Saturday, November 30, 2002
Spent the last couple of nights getting crazy with some old school friends (highschool and college...guess they are not that old school).
It is funny how fast time can fly. Getting traction to get something done feels like a painful process that is much slower than one would expect.
I just finished this book, called Founding Brothers, that was perhaps the first book on US history I have read since High School. It is amazing to realize the intellectual epic that unfolded during revolutionary period. Even more increadible, is to realize how history was able to capture and analyze the times because of the intense reliance on written communication (as opposed to electronic). Discussions were had as much for the point being made as there were for the postierty of the History books.

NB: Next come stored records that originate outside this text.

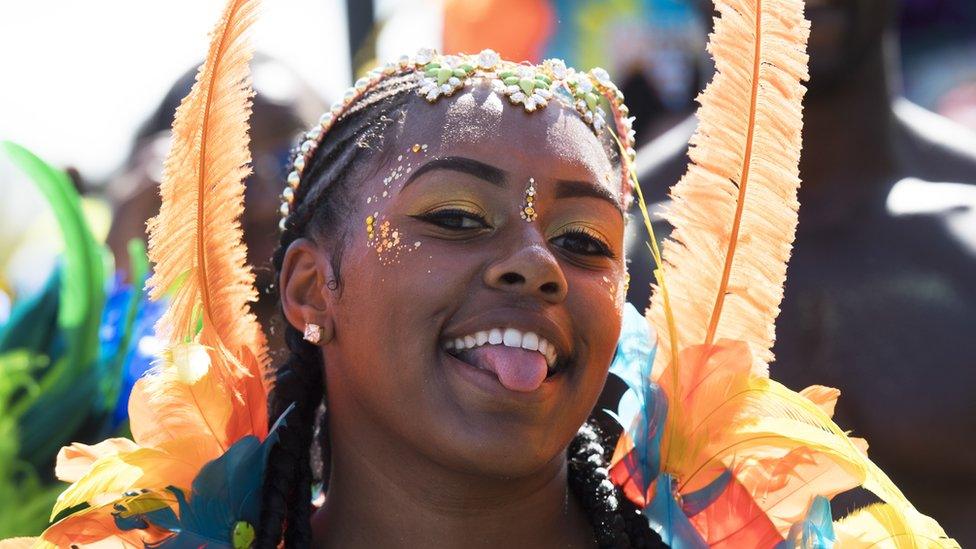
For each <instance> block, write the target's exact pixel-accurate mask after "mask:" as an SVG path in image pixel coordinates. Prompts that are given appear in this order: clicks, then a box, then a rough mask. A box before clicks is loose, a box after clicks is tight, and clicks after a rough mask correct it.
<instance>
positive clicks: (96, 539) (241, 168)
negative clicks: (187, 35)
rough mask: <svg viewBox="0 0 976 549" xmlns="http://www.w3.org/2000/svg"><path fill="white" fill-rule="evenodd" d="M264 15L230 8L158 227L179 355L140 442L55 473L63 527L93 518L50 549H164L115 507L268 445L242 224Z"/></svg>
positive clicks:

These written conversations held more subtle and discreet language then any interchange I have ever known (even more so then the gentle give and take present in the early courtship of lovers).
Why am I so facsinated by this subject? Well I came to realize that many of the descisions, conversations, and actions society (and more egotistically, myself) will have no method to inturpt them in the future. Sure, the Media will record and reflect major events, but often major events are precursed by a series of minor events that no one will ever truly know about. And furthermore, Media will always impart its own tint on what ever it is reporting, and unfortunetly history is always written on the terms of the winner. Think about all of the important decisions that have been made in YOUR life via temporal mediums such as instant messaging, phone calls, and email (unless you keep massive archives) which essentially blot out any historical inturptation of meaning.
Not that we are historical meaningful (yet, but I bet several people you/I know will be), but how will historians of the future perform analysis of major occurences when so much of business, politics, and life are carried out by transitory mechanisms?
food for thought anyway. Oh yeah, read the book it is enjoyable.